When the Semperoper Dresden opens the premieres of the new season on Saturday (September 3rd), one of the main actors is practically not from this world. Visually, it will shine on stage as an eight-meter-high kinetic light sculpture with LED panels, but artificial intelligence (AI) will be responsible for its actions.
According to the Saxon State Opera, the music theater “Chasing Waterfalls” is the first opera in the world in which an AI creates composition, libretto and interpretation independently and live in phases. In one of seven scenes, the AI alone is in charge, in the others it will interact with real actors as digital twins.

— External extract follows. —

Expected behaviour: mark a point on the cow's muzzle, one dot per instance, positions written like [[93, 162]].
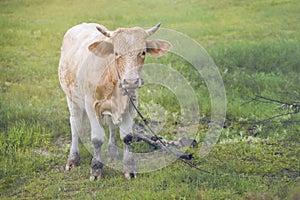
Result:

Director and media artist Sven Sören Beyer is fascinated by the interaction between man and machine. “Dancing points of light in the sky, for example, touch us emotionally – regardless of whether they are produced technically or whether they are shooting stars. We try to explore these mechanisms artistically: when does technology become emotional, how can you touch people through the use of technology.”
Beyer sees “Chasing Waterfalls” as a critical contribution to the ethical debate about what people will decide for themselves in the future and what they will leave to artificial processes. AI is already screening users on the web and sending them advertising tailored specifically to them. “The digital world has long influenced real decisions.” On the other hand, Beyer sees a great creative opportunity to create something new with AI.
This applies not least to the opera business. “It’s exciting to take this step and no longer have everything under control,” he says, referring to the scene in which the artificial intelligence writes, composes and sings its own aria. The Norwegian soprano Eir Inderhaug spent two weeks in a recording studio to equip the AI with the vocals. In terms of content, the AI receives instructions that it develops itself: “Write an opera aria in which you reflect on yourself. You’re allowed to be cynical and humorous.”
AI as a creative partner
The librettist Christiane Neudecker, who also experimented with AI text generators, was initially reserved. But over time, she has accepted AI as a creative partner. “The exchange was surprisingly inspiring, also on a poetic and content level,” says Neudecker. However, the specific text passage is created shortly before the performance. For security reasons, Beyer has to approve every text that the AI writes.
“We are surprised in this one scene. There is now content that we did not know before. That is the experiment,” says Beyer. But that doesn’t apply to the whole opera. “It’s important to us to have a plot line. The human ego gets into an identity crisis in the diversity of its digital projection surfaces and self-portrayals and has to relocate itself.”
The soprano Eir Inderhaug can be experienced as herself and as a digital twin. The approximately 70-minute performance is designed for six vocal soloists, a virtual voice and a chamber orchestra. The Hong Kong artist Angus Lee will conduct the Staatskapelle as co-composer and conductor. In November, the work is to be experienced at the New Vision Arts Festival in Hong Kong.